Я подошла к нему. Провела рукой по крышке. Дерево было холодным и сухим. Резьба по краям, простая, геометрическая, бабушка говорила, что сундук привезла ещё её мать из деревни под Тверью. Сколько ему лет, я не знала точно, но не меньше ста.
Открыла крышку.
Запах изнутри был особенный. Сухой, немного пряный. Холщовая тряпка вокруг самоварчика, и под ней, когда я развернула, металл, потемневший до серо-коричневого, с тонкими гравированными полосами по корпусу. Маленький кран, крошечные ручки. На дне что-то написано, мелко.
Григорий Ильич надел перчатки. Тонкие, белые, хлопчатобумажные. Взял самовар. Поднёс к окошку. Долго смотрел на дно, на боковины, на кран. Я молчала. В тишине было слышно, как внизу ходит Валентина Сергеевна.

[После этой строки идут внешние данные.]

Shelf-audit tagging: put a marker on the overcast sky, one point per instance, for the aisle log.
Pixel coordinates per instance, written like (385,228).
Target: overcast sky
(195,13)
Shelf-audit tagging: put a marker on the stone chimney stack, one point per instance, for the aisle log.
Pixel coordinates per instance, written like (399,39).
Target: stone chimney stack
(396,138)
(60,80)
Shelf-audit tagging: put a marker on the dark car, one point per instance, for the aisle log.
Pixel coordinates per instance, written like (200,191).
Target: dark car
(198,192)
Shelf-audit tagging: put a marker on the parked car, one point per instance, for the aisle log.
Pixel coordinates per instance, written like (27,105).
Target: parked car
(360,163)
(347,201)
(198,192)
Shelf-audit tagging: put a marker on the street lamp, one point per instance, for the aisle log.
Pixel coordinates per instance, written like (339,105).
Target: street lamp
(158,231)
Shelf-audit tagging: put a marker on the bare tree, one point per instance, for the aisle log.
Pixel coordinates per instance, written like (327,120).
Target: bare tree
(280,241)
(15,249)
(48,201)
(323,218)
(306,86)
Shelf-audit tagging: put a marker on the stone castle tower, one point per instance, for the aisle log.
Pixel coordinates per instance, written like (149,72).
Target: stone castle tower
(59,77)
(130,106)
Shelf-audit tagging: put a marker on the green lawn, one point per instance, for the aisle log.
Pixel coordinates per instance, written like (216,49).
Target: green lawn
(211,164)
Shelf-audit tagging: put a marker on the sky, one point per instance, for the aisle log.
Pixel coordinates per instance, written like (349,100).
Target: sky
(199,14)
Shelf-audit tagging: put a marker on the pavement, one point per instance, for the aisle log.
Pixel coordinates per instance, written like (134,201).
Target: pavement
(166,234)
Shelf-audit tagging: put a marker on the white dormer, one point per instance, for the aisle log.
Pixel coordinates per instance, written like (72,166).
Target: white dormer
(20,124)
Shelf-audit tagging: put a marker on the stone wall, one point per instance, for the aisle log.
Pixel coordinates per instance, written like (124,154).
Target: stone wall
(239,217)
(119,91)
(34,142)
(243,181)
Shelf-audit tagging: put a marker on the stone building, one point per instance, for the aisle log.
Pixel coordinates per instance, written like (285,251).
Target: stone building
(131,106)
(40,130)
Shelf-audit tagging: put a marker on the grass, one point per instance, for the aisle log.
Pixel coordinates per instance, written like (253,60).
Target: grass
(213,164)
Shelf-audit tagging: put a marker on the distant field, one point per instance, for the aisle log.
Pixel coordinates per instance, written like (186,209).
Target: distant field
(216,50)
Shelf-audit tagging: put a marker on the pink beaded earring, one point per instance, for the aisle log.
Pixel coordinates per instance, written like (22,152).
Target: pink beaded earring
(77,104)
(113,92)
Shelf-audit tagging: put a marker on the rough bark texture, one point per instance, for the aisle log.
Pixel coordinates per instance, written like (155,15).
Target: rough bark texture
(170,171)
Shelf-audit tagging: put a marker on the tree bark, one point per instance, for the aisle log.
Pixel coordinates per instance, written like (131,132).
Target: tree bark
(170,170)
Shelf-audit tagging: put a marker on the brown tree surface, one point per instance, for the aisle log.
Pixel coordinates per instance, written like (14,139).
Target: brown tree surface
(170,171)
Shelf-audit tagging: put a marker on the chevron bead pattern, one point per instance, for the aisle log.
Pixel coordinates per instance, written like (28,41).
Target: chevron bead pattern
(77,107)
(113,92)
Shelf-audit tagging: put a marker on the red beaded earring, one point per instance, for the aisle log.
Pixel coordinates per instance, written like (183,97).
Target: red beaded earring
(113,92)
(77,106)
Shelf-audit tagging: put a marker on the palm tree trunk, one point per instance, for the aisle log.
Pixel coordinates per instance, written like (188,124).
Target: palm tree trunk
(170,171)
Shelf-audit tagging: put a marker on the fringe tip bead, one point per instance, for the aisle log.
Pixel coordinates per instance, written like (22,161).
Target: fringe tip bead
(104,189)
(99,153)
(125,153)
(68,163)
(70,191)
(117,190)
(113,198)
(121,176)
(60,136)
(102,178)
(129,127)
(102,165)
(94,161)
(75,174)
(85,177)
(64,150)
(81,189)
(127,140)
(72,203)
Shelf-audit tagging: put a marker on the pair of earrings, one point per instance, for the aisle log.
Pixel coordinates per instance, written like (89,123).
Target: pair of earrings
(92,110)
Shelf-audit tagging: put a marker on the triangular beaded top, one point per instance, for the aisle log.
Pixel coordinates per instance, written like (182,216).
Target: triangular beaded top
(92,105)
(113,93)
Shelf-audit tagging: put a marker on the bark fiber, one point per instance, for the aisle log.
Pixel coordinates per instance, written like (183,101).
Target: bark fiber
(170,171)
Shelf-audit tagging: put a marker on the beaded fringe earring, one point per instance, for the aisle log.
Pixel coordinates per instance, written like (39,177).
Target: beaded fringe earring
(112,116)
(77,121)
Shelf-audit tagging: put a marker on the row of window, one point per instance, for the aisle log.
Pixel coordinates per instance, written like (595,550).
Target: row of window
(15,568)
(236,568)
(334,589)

— Лидия Георгиевна, — сказал он наконец, и в голосе его было что-то сдержанное, очень спокойное, — скажите мне, где ваша бабушка жила до революции?
— В Петербурге. Её семья была небогатая, но мещане, торговали чаем.
— Чаем. — Он кивнул, будто это что-то подтвердило. — А эту вещь она помнила? Что-нибудь говорила про неё?
— Говорила, что это не самовар, а бульотка. Что её купил ещё прадед на Невском, в магазине. Больше ничего не знаю.
Григорий Ильич опустил бульотку на крышку сундука осторожно.
— На дне клейма. Три клейма. Одно из них я знаю точно. — Он посмотрел на меня через очки. — Это Фаберже.
Я сидела на краешке старого кресла. Помолчала немного.
— Вы уверены?
— Мне нужно будет сделать анализ в Москве, чтобы быть уверенным на сто процентов. Но я работаю с этим сорок лет. — Пауза. — Я очень уверен.
Он взял мешочек с брошами. Развязал. Высыпал на чистый белый платок, который достал из кармана. Три броши. Одна в форме листа, зелёные камни в серебряной оправе. Вторая круглая, с центральным камнем и мелкими по краям. Третья продолговатая, с почерневшей застёжкой.
— Откуда они? — спросил он.
— Бабушка говорила, что от своей матери. Та работала у одной купеческой семьи в Екатеринбурге. Часть вещей осталась после революции.
Григорий Ильич взял брошь с листом. Лупа у него была небольшая, он носил её в кармане. Смотрел долго. Потом вторую. Потом третью.
— Зелёные камни, — сказал он, — это не стекло. Это уральские изумруды. Вот эта оправа, видите, как сделана? Это ручная работа, вероятно, конец девятнадцатого века. Уральские мастера. — Он поднял голову. — Это тоже нужно проверить в лаборатории. Но, Лидия Георгиевна, ваши «стекляшки» стоят значительных денег.
Я вспомнила, как Валентина Сергеевна держала эту брошь двумя пальцами.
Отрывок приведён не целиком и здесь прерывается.